François Hollande et Nicolas Sarkozy sur le perron de l'Elysée, avant la marche républicaine, le 11 janvier 2015
François Hollande et Nicolas Sarkozy sur le perron de l'Elysée, avant la marche républicaine, le 11 janvier 2015 REUTERS/Pascal Rossignol

La nation française rassemblée : jusque quand ? Après l'émotion, voici venu le temps des questions. La classe politique française commence déjà à se fissurer, sur les responsabilités des services dans ces attentats, et les réponses à apporter aux violences terroristes.

Publicité

L'unité nationale, c’est Nicolas Sarkozy, sur Twitter, qui retweete un message du gouvernement appelant à la marche puis se retrouve à quelques mètres de François Hollande. Ce sont tous ces anciens Premiers ministres, ces chefs de partis politiques, les ténors de la majorité et de l'opposition, côte à côte toute la journée. Partout, des gens de gauche et de droite défilent ensemble.

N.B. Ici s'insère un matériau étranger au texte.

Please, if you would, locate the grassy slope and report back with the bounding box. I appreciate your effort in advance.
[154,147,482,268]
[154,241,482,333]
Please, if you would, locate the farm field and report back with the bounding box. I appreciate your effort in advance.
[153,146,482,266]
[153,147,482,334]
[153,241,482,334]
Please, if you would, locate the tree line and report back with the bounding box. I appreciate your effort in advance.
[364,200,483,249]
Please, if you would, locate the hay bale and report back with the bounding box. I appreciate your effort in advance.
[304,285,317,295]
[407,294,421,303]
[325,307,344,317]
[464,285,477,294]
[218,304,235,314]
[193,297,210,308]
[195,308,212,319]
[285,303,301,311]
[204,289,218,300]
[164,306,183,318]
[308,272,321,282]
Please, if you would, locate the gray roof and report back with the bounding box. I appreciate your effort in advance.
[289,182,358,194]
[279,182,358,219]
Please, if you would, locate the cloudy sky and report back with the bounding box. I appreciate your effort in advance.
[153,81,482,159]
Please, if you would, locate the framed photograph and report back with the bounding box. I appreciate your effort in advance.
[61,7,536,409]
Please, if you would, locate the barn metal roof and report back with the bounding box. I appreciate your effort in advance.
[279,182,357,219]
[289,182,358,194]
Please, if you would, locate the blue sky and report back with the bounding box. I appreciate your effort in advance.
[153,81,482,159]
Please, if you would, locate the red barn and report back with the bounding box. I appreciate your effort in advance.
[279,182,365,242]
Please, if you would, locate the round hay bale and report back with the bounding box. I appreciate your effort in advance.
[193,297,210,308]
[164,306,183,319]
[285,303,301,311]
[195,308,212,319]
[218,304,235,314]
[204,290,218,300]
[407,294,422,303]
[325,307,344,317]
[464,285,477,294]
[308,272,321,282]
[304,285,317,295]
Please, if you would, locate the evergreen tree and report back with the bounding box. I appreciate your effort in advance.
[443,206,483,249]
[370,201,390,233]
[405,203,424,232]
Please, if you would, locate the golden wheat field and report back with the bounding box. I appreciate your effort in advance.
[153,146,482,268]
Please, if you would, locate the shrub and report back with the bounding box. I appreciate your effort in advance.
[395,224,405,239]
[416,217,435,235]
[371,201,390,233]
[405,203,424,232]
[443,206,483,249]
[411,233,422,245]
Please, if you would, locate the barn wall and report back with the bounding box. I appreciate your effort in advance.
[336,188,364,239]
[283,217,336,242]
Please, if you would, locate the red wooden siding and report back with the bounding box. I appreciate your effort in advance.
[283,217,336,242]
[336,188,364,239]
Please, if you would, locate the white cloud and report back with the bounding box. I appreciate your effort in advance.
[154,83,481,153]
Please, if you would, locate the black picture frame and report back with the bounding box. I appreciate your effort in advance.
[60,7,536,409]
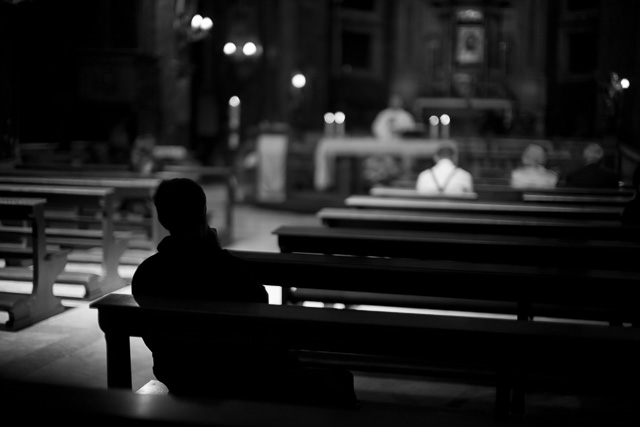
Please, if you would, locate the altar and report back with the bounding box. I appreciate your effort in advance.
[314,136,455,193]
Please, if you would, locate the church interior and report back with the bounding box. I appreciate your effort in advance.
[0,0,640,427]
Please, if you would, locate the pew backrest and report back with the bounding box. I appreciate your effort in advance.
[316,207,640,241]
[345,195,622,220]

Un moment d'unité nationale que Bertrand Delanoë, l'ancien maire de la capitale, n'est pas prêt d'oublier : « Les fractures dans la société française étaient assez profondes, et cet évènement a donné envie à tout le monde de se souder sur l'essentiel, sur ce qui fait que nous sommes une société civilisée. »

Estrosi ouvre le bal

Cette unité nationale, par l’émotion et la ferveur républicaine, la France ne l'avait jamais connue sous la Ve République. Mais après la concorde, à l’issue d’une semaine traumatisante, la politique va reprendre ses droits. Ce sera le temps des questions, des responsabilités aussi : les services de renseignement ont-ils failli ? Faut-il renforcer les lois antiterroristes ? Fermer les frontières ?

Certains à droite entendent désormais passer à l'offensive sur la question sécuritaire et l'islamisme radical, à l'instar du maire UMP de Nice Christian Estrosi, en pleine manifestation : « Si on ne tire pas toutes les leçons de ce qu'il s'est passé, en disant qu'il est temps de faire le ménage face à tout ce que nous savons dans notre pays, de présence de foyers d'intégrisme identifiés, de caves, de garages, de lieux clandestins que l'on n'a pas forcément démantelés ces dernières années, alors là, ce sera un autre débat mais je ne veux pas l'ouvrir aujourd'hui. »

Confusion et l’amalgame

Pour éviter que ce débat ne s'ouvre dès mardi à l'Assemblée nationale lors de la rentée parlementaire, les questions au gouvernement devraient être supprimées et remplacées par des discours. Plusieurs responsables de l’UMP ont néanmoins déjà commencé à délier la parole sur l'islam, l'intégration.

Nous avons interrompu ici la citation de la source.